Is there an impact on the immune system if the tonsils are removed?
There have been no studies to date that have shown that individuals who have their tonsils removed have any impact on their immunity. In fact, diseased tonsils have been shown to not to be functioning normally.
What about the Adenoids?
The Adenoids are the tonsillar tissue that is present in the back of the nose. When there is significant enlargement, there is blockage of the air passage through the nasal cavity and children tend to breathe through their mouths. Additionally they can block the function of the Eustachian tube and increase the risk for ear infections and fluid buildup causing hearing loss. The adenoids can also harbor bacteria and viruses and contribute to constant runny nose and possible sinus infections.
Here are reasons why tonsillectomy may be recommended for your child:
Does your child have loud snoring that sounds very concerning to you? Can you hear it from outside the room? Have you noticed any pauses in breathing or choking sounds while sleeping? Does your child mostly breath through the mouth while sleeping? If so, your child may have pediatric obstructive sleep apnea.
Children may have different symptoms of sleep apnea than adults. Adults often can feel sleepy during the day. Children on the other hand may exhibit poor attention, have hyperactivity, or be irritable during the day. This could lead to poorer performance in school.
In adults, the first line treatment option for obstructive sleep apnea is CPAP therapy. In children, the most common cause of sleep apnea is enlarged tonsils and adenoids that block the airway during sleep.
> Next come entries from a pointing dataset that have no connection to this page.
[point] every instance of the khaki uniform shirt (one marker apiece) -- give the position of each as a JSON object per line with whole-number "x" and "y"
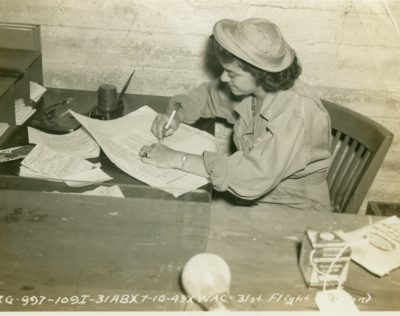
{"x": 283, "y": 150}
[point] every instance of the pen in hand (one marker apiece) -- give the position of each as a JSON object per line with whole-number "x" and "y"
{"x": 168, "y": 124}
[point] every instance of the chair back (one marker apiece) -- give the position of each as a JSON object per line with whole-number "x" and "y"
{"x": 359, "y": 145}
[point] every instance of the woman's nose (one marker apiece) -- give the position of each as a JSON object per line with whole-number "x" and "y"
{"x": 225, "y": 77}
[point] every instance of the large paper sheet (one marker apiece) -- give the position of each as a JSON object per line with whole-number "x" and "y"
{"x": 121, "y": 140}
{"x": 43, "y": 162}
{"x": 78, "y": 143}
{"x": 376, "y": 247}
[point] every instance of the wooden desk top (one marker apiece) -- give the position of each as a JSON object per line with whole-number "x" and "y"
{"x": 63, "y": 246}
{"x": 66, "y": 246}
{"x": 261, "y": 244}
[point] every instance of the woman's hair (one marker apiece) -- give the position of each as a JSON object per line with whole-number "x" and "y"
{"x": 270, "y": 81}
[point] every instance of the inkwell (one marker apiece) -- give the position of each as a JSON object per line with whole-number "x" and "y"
{"x": 109, "y": 106}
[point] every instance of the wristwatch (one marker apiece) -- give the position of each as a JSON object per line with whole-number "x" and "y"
{"x": 183, "y": 160}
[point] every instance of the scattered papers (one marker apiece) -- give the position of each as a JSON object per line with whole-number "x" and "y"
{"x": 14, "y": 153}
{"x": 78, "y": 143}
{"x": 121, "y": 140}
{"x": 22, "y": 111}
{"x": 36, "y": 91}
{"x": 376, "y": 247}
{"x": 3, "y": 128}
{"x": 95, "y": 175}
{"x": 43, "y": 162}
{"x": 113, "y": 191}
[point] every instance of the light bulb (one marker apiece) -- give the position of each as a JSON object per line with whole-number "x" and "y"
{"x": 206, "y": 278}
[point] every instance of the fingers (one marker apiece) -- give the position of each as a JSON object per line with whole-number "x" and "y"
{"x": 158, "y": 125}
{"x": 145, "y": 150}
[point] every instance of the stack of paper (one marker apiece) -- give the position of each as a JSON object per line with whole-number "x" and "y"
{"x": 376, "y": 247}
{"x": 113, "y": 191}
{"x": 43, "y": 162}
{"x": 3, "y": 128}
{"x": 14, "y": 153}
{"x": 36, "y": 91}
{"x": 78, "y": 143}
{"x": 22, "y": 111}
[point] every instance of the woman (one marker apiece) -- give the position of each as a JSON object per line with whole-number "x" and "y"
{"x": 281, "y": 130}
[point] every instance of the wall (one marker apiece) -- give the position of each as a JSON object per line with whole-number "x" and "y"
{"x": 349, "y": 49}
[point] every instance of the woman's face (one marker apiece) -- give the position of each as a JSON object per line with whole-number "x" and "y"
{"x": 240, "y": 82}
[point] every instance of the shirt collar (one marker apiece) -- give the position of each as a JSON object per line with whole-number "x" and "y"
{"x": 244, "y": 107}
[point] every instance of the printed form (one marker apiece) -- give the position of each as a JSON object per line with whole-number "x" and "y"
{"x": 121, "y": 140}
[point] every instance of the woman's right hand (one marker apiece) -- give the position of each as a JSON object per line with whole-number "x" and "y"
{"x": 159, "y": 124}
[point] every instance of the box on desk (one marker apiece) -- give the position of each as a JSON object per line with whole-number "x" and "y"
{"x": 324, "y": 258}
{"x": 18, "y": 67}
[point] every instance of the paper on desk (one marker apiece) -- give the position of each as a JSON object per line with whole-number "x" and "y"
{"x": 36, "y": 91}
{"x": 22, "y": 111}
{"x": 78, "y": 143}
{"x": 121, "y": 140}
{"x": 95, "y": 175}
{"x": 14, "y": 153}
{"x": 3, "y": 128}
{"x": 376, "y": 247}
{"x": 113, "y": 191}
{"x": 43, "y": 162}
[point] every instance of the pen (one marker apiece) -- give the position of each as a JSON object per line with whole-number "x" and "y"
{"x": 168, "y": 124}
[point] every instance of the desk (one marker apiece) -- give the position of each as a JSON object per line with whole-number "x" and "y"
{"x": 81, "y": 245}
{"x": 66, "y": 245}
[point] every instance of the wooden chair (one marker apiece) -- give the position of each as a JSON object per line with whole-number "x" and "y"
{"x": 359, "y": 146}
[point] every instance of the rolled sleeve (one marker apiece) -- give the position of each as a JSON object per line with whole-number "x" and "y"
{"x": 208, "y": 100}
{"x": 253, "y": 174}
{"x": 215, "y": 164}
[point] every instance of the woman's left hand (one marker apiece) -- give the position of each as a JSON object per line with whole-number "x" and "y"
{"x": 160, "y": 155}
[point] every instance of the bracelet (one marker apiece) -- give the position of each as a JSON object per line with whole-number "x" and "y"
{"x": 183, "y": 160}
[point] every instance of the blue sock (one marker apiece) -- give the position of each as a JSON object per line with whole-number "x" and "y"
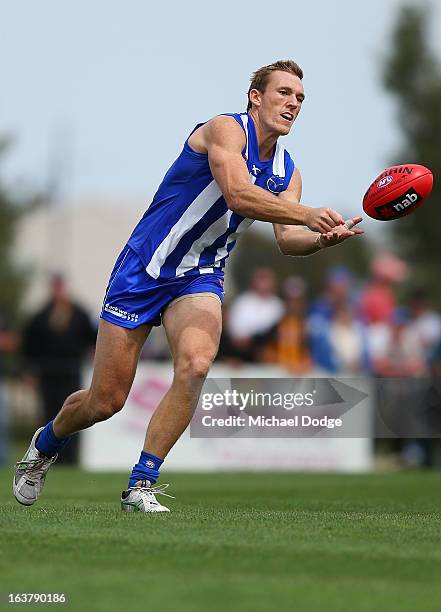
{"x": 48, "y": 443}
{"x": 147, "y": 468}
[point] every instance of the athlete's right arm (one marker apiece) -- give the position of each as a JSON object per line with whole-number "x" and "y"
{"x": 224, "y": 141}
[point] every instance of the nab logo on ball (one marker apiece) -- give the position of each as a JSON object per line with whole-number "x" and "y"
{"x": 275, "y": 184}
{"x": 385, "y": 181}
{"x": 404, "y": 204}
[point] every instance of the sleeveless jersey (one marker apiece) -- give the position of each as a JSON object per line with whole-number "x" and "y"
{"x": 188, "y": 228}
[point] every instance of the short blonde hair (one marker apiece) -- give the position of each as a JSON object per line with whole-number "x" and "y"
{"x": 259, "y": 78}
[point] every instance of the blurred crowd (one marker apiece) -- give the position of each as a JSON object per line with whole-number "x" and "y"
{"x": 380, "y": 327}
{"x": 350, "y": 328}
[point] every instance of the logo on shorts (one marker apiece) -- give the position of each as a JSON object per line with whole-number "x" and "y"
{"x": 122, "y": 314}
{"x": 275, "y": 184}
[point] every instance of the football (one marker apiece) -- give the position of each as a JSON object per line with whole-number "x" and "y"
{"x": 397, "y": 191}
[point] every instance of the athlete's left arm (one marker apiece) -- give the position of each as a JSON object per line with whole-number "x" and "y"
{"x": 299, "y": 241}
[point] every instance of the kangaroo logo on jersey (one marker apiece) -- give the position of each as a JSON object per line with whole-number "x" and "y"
{"x": 275, "y": 184}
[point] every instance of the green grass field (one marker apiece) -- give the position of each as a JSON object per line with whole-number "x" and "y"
{"x": 254, "y": 542}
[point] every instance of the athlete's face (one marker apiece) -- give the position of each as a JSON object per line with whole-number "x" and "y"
{"x": 280, "y": 103}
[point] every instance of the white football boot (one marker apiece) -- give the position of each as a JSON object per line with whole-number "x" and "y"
{"x": 141, "y": 498}
{"x": 30, "y": 474}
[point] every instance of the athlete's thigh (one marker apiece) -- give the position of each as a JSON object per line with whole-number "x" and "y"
{"x": 116, "y": 358}
{"x": 193, "y": 325}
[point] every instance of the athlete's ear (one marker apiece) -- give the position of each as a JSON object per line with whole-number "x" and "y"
{"x": 255, "y": 97}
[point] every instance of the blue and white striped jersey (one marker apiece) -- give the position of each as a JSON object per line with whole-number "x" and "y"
{"x": 188, "y": 228}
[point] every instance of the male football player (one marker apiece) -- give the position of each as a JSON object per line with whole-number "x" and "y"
{"x": 232, "y": 170}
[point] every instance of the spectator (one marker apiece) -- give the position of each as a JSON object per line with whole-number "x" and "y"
{"x": 287, "y": 343}
{"x": 256, "y": 310}
{"x": 8, "y": 344}
{"x": 55, "y": 341}
{"x": 395, "y": 348}
{"x": 348, "y": 341}
{"x": 425, "y": 322}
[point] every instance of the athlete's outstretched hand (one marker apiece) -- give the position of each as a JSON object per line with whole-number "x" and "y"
{"x": 323, "y": 219}
{"x": 340, "y": 233}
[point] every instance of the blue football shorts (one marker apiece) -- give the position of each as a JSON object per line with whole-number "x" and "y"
{"x": 134, "y": 298}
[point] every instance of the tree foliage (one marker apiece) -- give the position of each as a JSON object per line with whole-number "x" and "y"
{"x": 12, "y": 279}
{"x": 412, "y": 74}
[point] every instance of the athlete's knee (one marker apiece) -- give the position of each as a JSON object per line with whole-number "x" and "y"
{"x": 193, "y": 365}
{"x": 104, "y": 404}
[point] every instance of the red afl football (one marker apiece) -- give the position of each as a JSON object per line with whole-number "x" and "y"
{"x": 397, "y": 191}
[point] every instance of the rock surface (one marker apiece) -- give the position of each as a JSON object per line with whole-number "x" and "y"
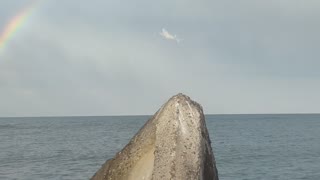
{"x": 173, "y": 144}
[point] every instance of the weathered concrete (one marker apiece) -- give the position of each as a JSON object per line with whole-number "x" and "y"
{"x": 173, "y": 144}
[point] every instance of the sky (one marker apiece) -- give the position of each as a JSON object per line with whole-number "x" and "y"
{"x": 83, "y": 58}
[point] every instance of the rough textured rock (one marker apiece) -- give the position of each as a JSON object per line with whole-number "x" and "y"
{"x": 173, "y": 144}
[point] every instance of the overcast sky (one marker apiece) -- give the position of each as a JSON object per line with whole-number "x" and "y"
{"x": 97, "y": 57}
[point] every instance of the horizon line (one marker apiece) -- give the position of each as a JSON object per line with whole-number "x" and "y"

Some children have very large tonsils and adenoids from overstimulation by the immune system, which cause them to enlarge and block the nasal or oral airways causing obstructive sleep apnea in children. In cases of pediatric sleep apnea, both tonsils and adenoids are removed to help relieve the obstructed breathing.
Recurrent bacterial throat infections.
Recurrent strep throat or bacterial tonsillitis are another indication for removal of the tonsils. Removing the tonsils help to decrease the number and severity of throat infections. It may decrease the need for antibiotics and therefore the possible associated side effects.
Tonsillectomy can be recommended when there are more than 7 documented throat infections in the past year, 5 or more infections per year in the past 2 years, or 3 or more infections per year in the past 3 years. If your child does not meet these criteria, tonsillectomy may still be recommended if there are issues with antibiotic allergies or intolerance or other comorbid medical issues.
Other indications for tonsillectomy and/or adenoidectomy include: swallowing difficulties due to enlarged tonsils, abnormal growth of the jaw and face due to enlarged tonsils and adenoids, recurrent peritonsillar abscesses, significant asymmetry of the tonsils with concerns for possible malignancy, and chronic bad breath due to chronic tonsillitis
Much of the information summarized on this page may be reviewed in full detail on our Academy website.
How is Tonsillectomy performed?
Tonsillectomy is done under general anesthesia and is usually a same day surgery. This means that your child comes to the operating room for surgery and then goes home the same day. If your child is very young, has severe obstructive sleep apnea, or has other medical conditions, your surgeon may keep your child in the hospital overnight for observation.
Surgery is done entirely through the mouth. There are no external incisions. The tonsils are usually removed with an electrocautery device, which helps to control bleeding as it is removed.
How is Adenoidectomy performed?
The adenoids are also removed through the mouth. A mirror is used to look indirectly at the adenoids. The tissues are then reduced by various methods including sharply removing them, coagulating, or vaporizing the tissues with specialized instruments.